As for your male and female slaves whom you may have: you may buy male and female slaves from among the nations that are around you. 45 You may also buy from among the strangers who sojourn with you and their clans that are with you, who have been born in your land, and they may be your property. 46 You may bequeath them to your sons after you to inherit as a possession forever. You may make slaves of them, but over your brothers the people of Israel you shall not rule, one over another ruthlessly. – Lev 25:44-46

 

  1. Consider how “aliens” and “sojourners” are to be treated
    1. ‘The land shall not be sold in perpetuity, for the land is mine.
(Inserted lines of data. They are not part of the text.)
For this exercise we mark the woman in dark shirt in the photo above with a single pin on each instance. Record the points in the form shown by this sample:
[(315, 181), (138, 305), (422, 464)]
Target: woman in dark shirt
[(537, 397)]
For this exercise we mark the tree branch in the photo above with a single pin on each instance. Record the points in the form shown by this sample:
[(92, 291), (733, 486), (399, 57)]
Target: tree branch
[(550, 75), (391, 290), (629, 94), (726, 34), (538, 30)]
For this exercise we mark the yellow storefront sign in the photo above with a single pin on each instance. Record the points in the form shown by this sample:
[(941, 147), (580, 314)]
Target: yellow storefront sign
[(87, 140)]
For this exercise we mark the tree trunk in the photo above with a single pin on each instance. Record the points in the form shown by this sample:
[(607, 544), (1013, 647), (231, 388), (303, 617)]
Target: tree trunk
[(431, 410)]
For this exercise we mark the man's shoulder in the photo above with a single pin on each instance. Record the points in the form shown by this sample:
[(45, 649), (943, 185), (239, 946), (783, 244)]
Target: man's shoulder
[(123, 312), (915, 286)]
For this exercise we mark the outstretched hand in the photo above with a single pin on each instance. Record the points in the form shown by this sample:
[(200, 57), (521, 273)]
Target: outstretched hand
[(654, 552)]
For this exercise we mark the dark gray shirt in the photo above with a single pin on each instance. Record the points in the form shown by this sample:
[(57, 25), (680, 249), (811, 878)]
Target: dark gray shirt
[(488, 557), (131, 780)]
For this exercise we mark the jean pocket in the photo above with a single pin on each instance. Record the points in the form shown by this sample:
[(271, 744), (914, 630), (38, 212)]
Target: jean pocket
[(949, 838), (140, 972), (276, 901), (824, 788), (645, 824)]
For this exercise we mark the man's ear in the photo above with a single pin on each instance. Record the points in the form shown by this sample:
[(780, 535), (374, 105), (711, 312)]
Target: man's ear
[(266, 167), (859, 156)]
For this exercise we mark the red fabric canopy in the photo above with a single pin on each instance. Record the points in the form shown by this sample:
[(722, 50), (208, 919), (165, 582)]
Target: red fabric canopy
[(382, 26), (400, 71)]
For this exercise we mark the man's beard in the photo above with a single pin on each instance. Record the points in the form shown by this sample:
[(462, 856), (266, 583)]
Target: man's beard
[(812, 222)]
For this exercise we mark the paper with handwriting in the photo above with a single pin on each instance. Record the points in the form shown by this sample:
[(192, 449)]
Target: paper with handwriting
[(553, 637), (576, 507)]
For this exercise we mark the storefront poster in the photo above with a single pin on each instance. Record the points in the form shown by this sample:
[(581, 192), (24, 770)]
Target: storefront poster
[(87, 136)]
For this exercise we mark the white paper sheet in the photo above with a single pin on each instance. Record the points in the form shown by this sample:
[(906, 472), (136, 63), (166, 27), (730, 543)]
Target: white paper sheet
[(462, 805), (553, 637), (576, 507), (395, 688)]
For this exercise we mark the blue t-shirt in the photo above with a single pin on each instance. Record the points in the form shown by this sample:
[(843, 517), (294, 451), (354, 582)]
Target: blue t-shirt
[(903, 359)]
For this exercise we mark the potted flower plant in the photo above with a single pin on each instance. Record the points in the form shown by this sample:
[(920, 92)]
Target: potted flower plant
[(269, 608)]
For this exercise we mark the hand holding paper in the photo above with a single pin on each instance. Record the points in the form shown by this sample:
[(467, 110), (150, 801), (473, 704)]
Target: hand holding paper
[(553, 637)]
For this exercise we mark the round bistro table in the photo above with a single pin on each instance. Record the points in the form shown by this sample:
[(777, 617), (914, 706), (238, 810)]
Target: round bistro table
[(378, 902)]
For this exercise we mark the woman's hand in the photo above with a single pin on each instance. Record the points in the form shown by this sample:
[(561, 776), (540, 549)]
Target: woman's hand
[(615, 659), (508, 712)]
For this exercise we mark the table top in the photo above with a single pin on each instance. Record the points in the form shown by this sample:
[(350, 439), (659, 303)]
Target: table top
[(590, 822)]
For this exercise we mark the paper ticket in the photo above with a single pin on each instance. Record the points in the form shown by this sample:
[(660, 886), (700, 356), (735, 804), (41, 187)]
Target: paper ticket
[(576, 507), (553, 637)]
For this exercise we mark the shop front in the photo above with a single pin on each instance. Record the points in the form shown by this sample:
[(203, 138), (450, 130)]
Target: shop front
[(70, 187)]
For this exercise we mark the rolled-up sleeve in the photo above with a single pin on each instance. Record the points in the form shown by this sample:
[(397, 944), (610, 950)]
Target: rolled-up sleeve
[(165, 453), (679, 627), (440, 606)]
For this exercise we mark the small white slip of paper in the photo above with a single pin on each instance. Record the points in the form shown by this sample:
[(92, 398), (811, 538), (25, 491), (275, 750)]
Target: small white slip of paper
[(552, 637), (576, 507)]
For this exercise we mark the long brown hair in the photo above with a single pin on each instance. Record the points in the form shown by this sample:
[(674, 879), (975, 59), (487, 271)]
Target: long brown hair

For you are strangers and sojourners with me.” – Lev 25:23
    2. “If your brother becomes poor and cannot maintain himself with you, you shall support him as though he were a stranger and a sojourner, and he shall live with you.” – Lev 25:35
    3. “If your brother becomes poor beside you and sells himself to you, you shall not make him serve as a slave: 40 he shall be with you as a hired worker and as a sojourner. He shall serve with you until the year of the jubilee.” – Lev 25:39-40
    4. Cursed be anyone who perverts the justice due to the sojourner, the fatherless, and the widow.’ And all the people shall say, ‘Amen.’ – Deut 27:19
    5. You shall not oppress a hired worker who is poor and needy, whether he is one of your brothers or one of the sojourners who are in your land within your towns. – Deut 24:14
    6. You shall treat the stranger who sojourns with you as the native among you, and you shall love him as yourself, for you were strangers in the land of Egypt: I am the LORD your God. – Lev 19:34

 

[1] Both quotes found in Slavery, Sabbath, War, and Women by Willard M. Swartley

[2] See also the example of Abram arming his servants in Gen 14; something that would not be expected in modern slavery. “Now when Abram heard that his brother was taken captive, he armed his three hundred and eighteen trained servants who were born in his own house, and went in pursuit as far as Dan.” – Gen 14:14, NKJV. Hamilton explains: “This hapax legomenon is further explained by the phrase household servants (yelîḏê ḇêṯô). Here yālîḏ does not refer to physical descent; rather, it designates membership in a group by a means other than birth. Here in particular the term is applied to a slave or servant whose major function is to provide military assistance,” (NICOT: Genesis).